Almost two-thirds (59 percent) of both global and APAC enterprises surveyed ranked prior job experience or a case study interview – where a candidate is presented with and must solve an example business problem to demonstrate their data skills – as the top indicator of a candidate’s data literacy. By contrast, only 18 percent globally and 15 percent in APAC viewed a Bachelor or Master degree in science – let alone data science – or even a Doctorate degree as its primary consideration when hiring.
This means the opportunity to take advantage of improved career prospects and salaries associated with data literacy is not limited to those with degrees in data science or STEM subjects. This follows a wider trend identified by Glassdoor that an increasing number of technology companies are ditching the degree in favor of these skills helping candidates get their foot in the door.
Actively Seeking Data Decision Makers
Most businesses (63 percent globally and 57 percent in APAC) are actively looking for candidates in all parts of their organization that can demonstrate their ability to use, work with and analyze data – presenting a good opportunity for those who can demonstrate these valuable skills. Indeed, those with a foundational understanding of data and analytics will account for one-third of the job market, with a projected increase of 110,000 positions by 2020 – a 14 percent increase since 2015 according to IBM.
This is perhaps unsurprising given the massive growth opportunity for data literate organizations – those with higher levels of individual data skills, data dispersion across the enterprise, and data decision making. Qlik’s Data Literacy Index revealed large enterprises that are more data literate experience, a 3 to 5 percent higher enterprise value (the total market value of the business), which represented an additional $320-$534 million for the surveyed organizations.
But DSA (Data Science and Analytics) professions – which includes all data-informed roles from data scientists and data analysts, to business analysts and data-enabled marketing managers -are the hardest to fill in the entire market, typically remaining open for 45 days.
With a crisis affecting the entire data skills spectrum, and notably just 24 percent of global employees confident in their data literacy abilities, these highly sought-after skills can help people become more valuable to employers and translate into higher personal income.
While not all business leaders surveyed were aware of how their firm remunerates data literate employees, Qlik’s survey revealed that 75 percent of those up to speed on their company’s policy reported paying higher salaries to employees with the ability to read, work with, analyze and argue with data.
Companies Lagging on Investing in Their Own Workforce
Despite recognizing the value of on-the-job experience and data certifications, 50 percent of companies globally said they don’t provide data literacy training to their own employees. Only 34 percent of decision makers globally and 36 percent in APAC state that they have programs in place. This is despite 78 percent of global employees and 72 percent of APAC employees saying they would be willing to invest more time and energy into improving their data skill sets.

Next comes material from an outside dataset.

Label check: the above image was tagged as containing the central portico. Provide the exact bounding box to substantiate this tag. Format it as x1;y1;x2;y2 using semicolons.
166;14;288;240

Those individuals motivated to pursue their own upskilling have the opportunity to supercharge their career and unlock new opportunities – particularly as data grows in importance across all enterprises.
Eighteen percent (18 percent) of business decision makers globally and 21 percent in APAC said that a data-skills certification – something that can be earned well after college or formal education – was the best indicator of a candidate’s data literacy and demonstrated the ability to use the techniques most required today.
This means anyone that invests in improving their data skills – no matter what existing qualifications – can access more career opportunities associated with data literacy.